On the Horizon
Volanesorsen / Waylivra
In February 2019 the European Medicines Agency licenced Waylivra / Volanesorsen in Europe as “an adjunct to diet in adult patients with genetically confirmed familial chylomicronaemia syndrome (FCS) and at high risk for pancreatitis in whom response to diet and triglyceride lowering therapy has been inadequate”.
You can read more about the EMA’s decision here.
To decide whether the medicine will be made available to patients the National Institute of Health and Care Excellence (NICE) will be meeting later this year (2019).
ApoC-11 mimetic peptide*
This is a drug being developed for people with ApoC-11 deficiency, but as a cofactor for LPL there is a question whether it would potentiate LPL in other populations. Infusion of ApoC-11 potentiates has been given either via fresh frozen plasma or by therapuetic plasma exchange. It can substantially lower triglycerides to prevent pancreatitis.

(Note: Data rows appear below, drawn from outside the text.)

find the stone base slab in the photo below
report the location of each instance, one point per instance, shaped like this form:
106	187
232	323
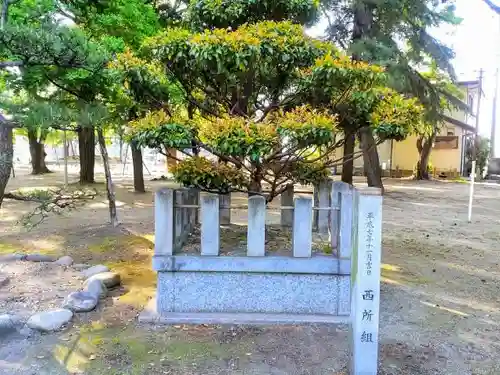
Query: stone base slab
243	292
150	315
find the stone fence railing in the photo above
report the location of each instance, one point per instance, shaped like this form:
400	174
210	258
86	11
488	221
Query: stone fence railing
343	287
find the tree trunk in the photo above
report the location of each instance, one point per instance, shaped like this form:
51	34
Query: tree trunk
348	164
109	183
6	156
138	170
424	146
362	30
37	153
86	146
370	158
171	160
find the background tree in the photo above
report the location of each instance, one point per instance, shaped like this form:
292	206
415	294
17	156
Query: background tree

Diacylglycerol O-acyltranferase (DGAT) mediates triglyceride synthesis. DGAT is expressed in the gut, liver and adipose and there are two forms: DGAT1 and DGAT2.
Pradisgastat (DGAT1 inhibitor)*
There has been an open-label, crossover study of six patients with FCS who were given 3 fixed-dose sequences over 21 days. At the higher doses trigylcerides were lowered by up to 70%. The medicine is given orally. Pradisgastat is made by Novartis. You can read an abstract about it here.
Microsomal triglyceride transfer protein (MTP) is a protein that assembles the various lipoprotein components, such as lomitapide (Juxtapid, Aegerion), currently approved for patients with homozygous familial hypercholesterolaemia. Small case reports have shown that it may reduce triglcerides in patients with FCS. However, side effects include nausea, vomitting and diarrhea.
Glybera (Alipogene Tiparvovec)
STOP PRESS: uniQure, the company that developed Glybera has made the decision not to pursue the renewal of its marketing authorization in Europe when it is scheduled to expire in October 25th 2017. That effectively means that the product will no longer be available commercially after that time. Please see the press release for further details.
Glybera was the first gene therapy to be authorised for use in Europe. (there is a gene therapy used in throat cancer in China). As an innovative medicine for an ultra-rare population the therapy had a difficult pathway to authorisation. You can read about it here.
Glybera was authorised under ‘exceptional circumstances’. the European Medicines Agency decided ‘that the benefits of the medicine outweigh its risks in patients with severe or multiple pancreatitis attacks, a subgroup of severely affected patients with a high unmet medical need. The data examined indicated a reduction in the number of pancreatitis attacks which could be of benefit to these patients.’
Under the terms of the authorisation, the company was required to provide further study data as well as data from a registry to be set up to monitor outcomes in patients treated with Glybera.
* information taken from a National Lipid Association scientific Session, Philadelphia May 18-21 2017. You can read the report here.